Yes, we occasionally have students who choose not to come to Menlo because we don’t allow acceleration in math. We also have some parental pressure once placement is made for 7th Honors as to why their child wasn’t placed in that class.
8) Do you have any SUMMER math offerings on your campus that serve to enrich strong students?
No.
Do you give credit to students who take acceleration/enrichment courses from outside programs?
No.
9) What math COURSES does your school offer for students who have completed Precalculus?
Are there students who run out of math courses to take? What do they do?
10) Does your school have a MATH TEAM?
How much participation is there (in absolute and/or percentage terms)?
About 10 of our 216 students stay for Math Counts after school twice a week. Approx. 5%.
How often are math competitions held on campus?

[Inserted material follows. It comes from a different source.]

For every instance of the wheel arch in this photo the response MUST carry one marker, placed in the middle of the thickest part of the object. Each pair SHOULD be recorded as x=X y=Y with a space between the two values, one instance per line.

We have no math competitions on campus.
How often does the team travel to compete?
Once a year.
Do you offer any incentives/extra credit for participating in math team events?
No.
What other things do you do to get your strongest students to participate?
Nothing…yet.
Are your present day mathletes as strong as they were in the past?
11) Do you have a PEER TUTORING program where your strong students can work as math tutors? Describe:
We have high school students who help the middle school students in an after school peer tutoring center. I don’t know that the HS volunteers are necessarily top math students.
12) Do you track (or can you guess) what percent or numbers of your GRADUATES go on to major in mathematical fields? In science?
Do you know if any of your strongest math graduates went on to teach math?
13) What other SUGGESTIONS do you have for serving our strongest students?